Сейчас их отношения и так не выглядят крепкими, да и Хейл не знает, как к такой новости отнесётся его жена, потому что беременность делает её гиперчувствительной и падкой на всякие выдумки и теории заговоров.
Пусть ребёнок сперва родиться.
Но Питер был уверен, что Стайлз глубоко плевать кем родится ребёнок и она совершенно не расстроиться, если это будет кто-то похлеще канемы.
— На чём мы остановились? — Стайлз подходит к нему, отключая вызов. Похоже, разговор уже закончен.
— Я принял решение отнять твоё право давать имя ребёнку, — ухмыляется Хейл. — Я уверен, что ты выберешь что-нибудь отвратительное.
— Ах ты волчара! — возмущается Стайлз.
И он обнимает её, прижимая к себе и закрывает глаза. Ощущение семьи всё ещё зыбкое, но Питеру кажется, что он счастлив.
Эпилог.
— Я не думала, что от детей так можно уставать, — жалобно протянула Стайлз, уткнувшись подруге в плечо. — С меня хватит, я пока больше не хочу! Серьёзно, они пусечки и лапочки, но у меня скоро крыша поедет!
— А Питеру мало? — Скотти гладит её волосы, пытаясь приободрить.
— Не то, чтобы он настаивает, но как бы намекает, что ещё парочка не помешает.
— Просто Робин вся в тебя, — понимающе говорит подруга.

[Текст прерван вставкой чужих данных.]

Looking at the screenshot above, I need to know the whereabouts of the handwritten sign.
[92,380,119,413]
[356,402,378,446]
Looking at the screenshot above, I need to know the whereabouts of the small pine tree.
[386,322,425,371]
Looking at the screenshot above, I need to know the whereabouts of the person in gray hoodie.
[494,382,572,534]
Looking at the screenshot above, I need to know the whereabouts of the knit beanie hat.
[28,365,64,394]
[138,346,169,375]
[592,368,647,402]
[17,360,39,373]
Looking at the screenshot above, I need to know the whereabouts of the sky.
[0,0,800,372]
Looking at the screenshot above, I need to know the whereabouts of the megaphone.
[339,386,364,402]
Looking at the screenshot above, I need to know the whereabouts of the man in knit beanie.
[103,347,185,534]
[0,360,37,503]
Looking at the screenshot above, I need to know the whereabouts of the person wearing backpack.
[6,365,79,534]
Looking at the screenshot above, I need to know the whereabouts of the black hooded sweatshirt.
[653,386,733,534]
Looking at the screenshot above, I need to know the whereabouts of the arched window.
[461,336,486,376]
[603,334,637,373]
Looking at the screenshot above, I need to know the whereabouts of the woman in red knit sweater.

— А Келли вся в Питера! — всплескивает руками Стайлз, отстраняясь от подруги. Не понятно только в кого пошёл их сын, удивительно тихий и послушный ребёнок. Наверное, лучшие гены достались от мамочки. Или как любит говорить Джон, внук весь в деда.
— Мы тоже думали насчёт третьего, — Скотти наматывает локон на палец, задумчиво смотря в окно. — Но решили подождать года три уж точно.
— Трое – это ад, — фыркает Стайлз и продолжает заниматься бутербродами.
Нет, она счастлива, действительно счастлива и любит всех своих детей и мужа. И да, она устаёт, но даже в этой усталости чувствует счастье, которое приятно сворачивается на груди, как кошка, наполняя теплом. А Скотти она может немного поныть только потому, что видятся они крайне редко, да и такие разговоры как-то помогают стряхнуть с себя усталость и набраться сил.
— Приезжали бы к нам почаще, — Скотти нарезает фрукты.
Они действительно приезжают раза два или три в год и этого мало. Дедушка Джон явно бы хотел видеть своих внуков почаще. Обещал, что как только уйдёт на пенсию, переедет поближе.
А сейчас за окном жара и дети резвятся с бабушкой и дедушкой, всем скопом, под чутким присмотром отцов. Они ещё маленькие и их сущности могут проявить себя по разному. И всё же детям весело, когда они собираются вместе.
— Мам,— слышат они мальчишеский голос и обе поворачивают голову.
— Да, Дэвид? — Скотти улыбается своему семилетнему сыну. Он невысокий и у него возле правого глаза родинка.
— Папа спросил, скоро ли будет готов ленч?
— Обжорливый волчара, — ворчит себе под нос Стайлз, чтобы ребёнок не слышал. Дэвид ещё маленький и его волчий слух не проснулся.
— Ещё пятнадцать минут, — отвечает сыну волчица.
Мальчишка кивает и убегает.
— Такой хороший мальчик, сразу видно, что пошёл в свою маму, а не в придурка отца, — усмехается Стайлз.
— Надеюсь, что при Дереке ты такого говорить не будешь.
— Ох нет, чего мне только не хватало — препирательств с твоим мужем. Питер до сих пор настораживается, когда я просто заговариваю с Дереком, — фыркает Стайлз.
Её семилетняя дочь сейчас веселилась на улице, жутко шумная и озорная, с россыпью веснушек на лице и руках. Она действительно пошла не только характером, но и внешностью больше в Стайлз. Но было что-то, что тревожило её в дочери, её повадки были немного другие.
И Стайлз глубоко внутри подозревала, что Питер знает. Знает и молчит. Но и Стайлз не хотела говорить об этом. Её дочь не казалось Стайлз оборотнем, но и человеком она не была. Потому что увидеть спящую дочь, прилипнувшую к потолку, это довольно сильное зрелище.